Os brasiguaios - comunidade de 350 mil brasileiros residentes no Paraguai - dizem ter sido perseguidos durante a gestão Lugo e têm comemorado a posse do novo presidente, Federico Franco. “A expectativa está de mil para mais”, diz o paranaense Adir Lui, 44 anos, produtor rural em Santa Rita (a 70 km da fronteira com o Brasil).

Lugo sempre negou incitar invasões, que contudo avançaram sob seu governo. Em 2011 a Justiça paraguaia anulou títulos de terra de brasiguaios, e neste ano milhares de sem-terra invadiram fazendas de brasileiros apontando grilagem (posse ilegal).

“Quando tínhamos todos aqueles problemas (de invasões de terras), por que não vieram nos defender?”, questiona o brasiguaio Jackson Bressan, 39, produtor radicado no Paraguai há 36 anos, em referência a governos que criticaram o impeachment.

Cerca de 100 brasiguaios estiveram anteontem com o cônsul-geral do Brasil em Ciudad del Este, Flávio Bonzanini, pedindo que o governo brasileiro reconheça o novo governo do Paraguai. A carta entregue a Bonzanini destaca que a destituição de Lugo se deu “com total transparência” e por meio de processo contemplado na Constituição paraguaia. Os brasiguaios também dizem temer prejuízos caso a suspensão do Paraguai do Mercosul se mantenha.
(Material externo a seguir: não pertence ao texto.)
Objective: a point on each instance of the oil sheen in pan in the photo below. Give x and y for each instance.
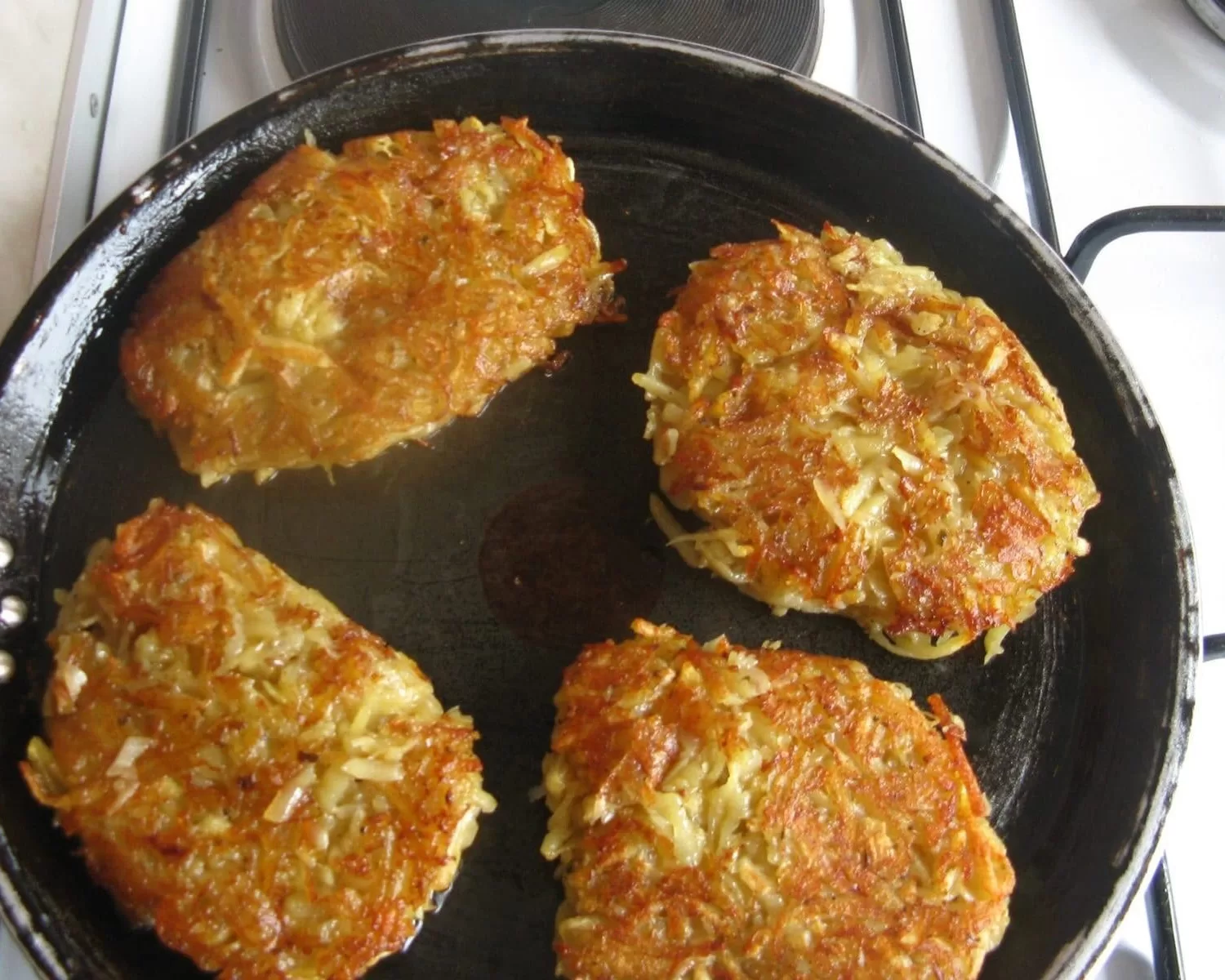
(706, 152)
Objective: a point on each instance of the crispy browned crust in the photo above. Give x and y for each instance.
(203, 718)
(840, 832)
(874, 443)
(348, 303)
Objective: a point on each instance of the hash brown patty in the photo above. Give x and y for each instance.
(269, 786)
(862, 440)
(352, 301)
(724, 813)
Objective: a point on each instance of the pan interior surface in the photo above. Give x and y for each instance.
(492, 554)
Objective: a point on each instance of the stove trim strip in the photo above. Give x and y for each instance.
(1021, 103)
(906, 92)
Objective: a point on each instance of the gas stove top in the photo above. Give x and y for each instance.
(1127, 105)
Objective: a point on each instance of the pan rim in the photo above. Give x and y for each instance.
(1080, 955)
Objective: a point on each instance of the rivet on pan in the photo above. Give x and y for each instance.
(12, 610)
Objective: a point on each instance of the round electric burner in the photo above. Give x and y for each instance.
(1212, 12)
(315, 34)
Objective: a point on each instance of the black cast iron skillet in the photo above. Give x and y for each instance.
(1076, 733)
Essencialmente agrícola, o país depende de importações de insumos e equipamentos do Brasil e da Argentina. Após a destituição de Lugo, brasiguaios consultados são unânimes em dizer que o clima no país é “tranquilo e sereno”, e que a expectativa é que as invasões diminuam com Franco.

Apesar das boas expectativas, jornais paraguaios noticiaram anteontem a primeira invasão de terras durante o governo Franco - a de uma fazenda de brasiguaios, segundo o “Ultima Hora”.